Ketoprofen – Warnhinweise
- Wenn während der Anwendung des Medikaments Zeichen einer Infektion neu auftreten oder sich verschlimmern, sollte unverzüglich der Arzt zu Rate gezogen werden.
- Sollten stärkere Schmerzen im Oberbauch und/oder eine Schwarzfärbung des Stuhls, Magen-Darm-Blutungen oder Magen-Darm-Geschwüre auftreten, muss die Behandlung beendet und ein Arzt informiert werden.
- Bei Auftreten erhöhter Lichtempfindlichkeit der Haut ist das Medikament sofort abzusetzen und ein Arzt aufzusuchen.
- Bei langfristiger Anwendung sollten regelmäßige ärztliche Kontrollen des Blutbildes erfolgen.
- Während der Behandlung mit dem Medikament können Leber- und Nierenschäden auftreten.
- Fieber, Halsschmerzen, oberflächliche Wunden im Mund, grippeartige Beschwerden, starke Abgeschlagenheit, Nasenbluten und Hautblutungen können Zeichen einer schweren Blutbildungsstörung sein. Bei diesen Symptomen ist ein Arzt zu befragen.
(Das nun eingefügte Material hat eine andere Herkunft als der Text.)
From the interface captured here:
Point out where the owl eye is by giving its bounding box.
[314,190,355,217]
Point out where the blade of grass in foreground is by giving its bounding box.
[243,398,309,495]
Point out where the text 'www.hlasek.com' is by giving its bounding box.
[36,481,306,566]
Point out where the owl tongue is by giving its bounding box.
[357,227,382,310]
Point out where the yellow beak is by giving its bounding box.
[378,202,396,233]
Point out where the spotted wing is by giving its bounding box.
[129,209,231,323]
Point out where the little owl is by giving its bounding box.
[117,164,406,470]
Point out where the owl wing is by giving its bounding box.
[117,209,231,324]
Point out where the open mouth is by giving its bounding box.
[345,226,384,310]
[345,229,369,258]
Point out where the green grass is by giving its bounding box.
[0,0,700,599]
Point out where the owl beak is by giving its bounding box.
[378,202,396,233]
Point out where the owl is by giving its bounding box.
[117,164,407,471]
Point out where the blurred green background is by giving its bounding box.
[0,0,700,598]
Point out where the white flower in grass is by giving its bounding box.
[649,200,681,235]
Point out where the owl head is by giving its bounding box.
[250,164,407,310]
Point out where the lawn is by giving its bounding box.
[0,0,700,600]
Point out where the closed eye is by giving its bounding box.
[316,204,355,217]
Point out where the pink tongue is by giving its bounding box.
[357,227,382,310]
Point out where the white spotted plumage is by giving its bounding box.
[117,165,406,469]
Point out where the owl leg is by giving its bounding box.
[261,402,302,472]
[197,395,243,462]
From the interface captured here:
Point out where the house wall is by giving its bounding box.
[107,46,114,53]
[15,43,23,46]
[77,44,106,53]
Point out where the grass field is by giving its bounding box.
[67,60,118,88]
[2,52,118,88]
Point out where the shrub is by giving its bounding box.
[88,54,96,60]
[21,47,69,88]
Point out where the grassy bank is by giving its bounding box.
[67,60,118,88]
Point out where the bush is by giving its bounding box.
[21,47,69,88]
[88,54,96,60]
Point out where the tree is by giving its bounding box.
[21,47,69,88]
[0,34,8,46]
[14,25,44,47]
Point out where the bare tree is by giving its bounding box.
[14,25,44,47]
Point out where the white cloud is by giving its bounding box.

- Bei längerem Gebrauch des Medikaments können Kopfschmerzen auftreten, die nicht durch erhöhte Dosen des Wirkstoffs behandelt werden dürfen.
- Bei Bluthochdruck und/oder leichter bis mittelschwerer Herzmuskelschwäche in der Vorgeschichte ist eine besondere ärztliche Kontrolle nötig, da der Wirkstoff Wassereinlagerungen in das Gewebe verursachen kann.
- Je höher der Wirkstoff dosiert wird, umso höher ist das Risiko für das Auftreten von Magen-Darm-Blutungen (auch mit tödlichem Ausgang).
- Bei Risikopatienten (ältere Personen, Patienten mit Magen- und Darmgeschwüren in der Vorgeschichte) sollte eine begleitende Behandlung mit magenschützenden Arzneimitteln (wie Misoprostol oder Protonenpumpenhemmer) in Erwägung gezogen werden.
- Gerade zu Behandlungsbeginn sollten Patienten jegliche Art von Magen- und/oder Darmbeschwerden dem Arzt mitteilen.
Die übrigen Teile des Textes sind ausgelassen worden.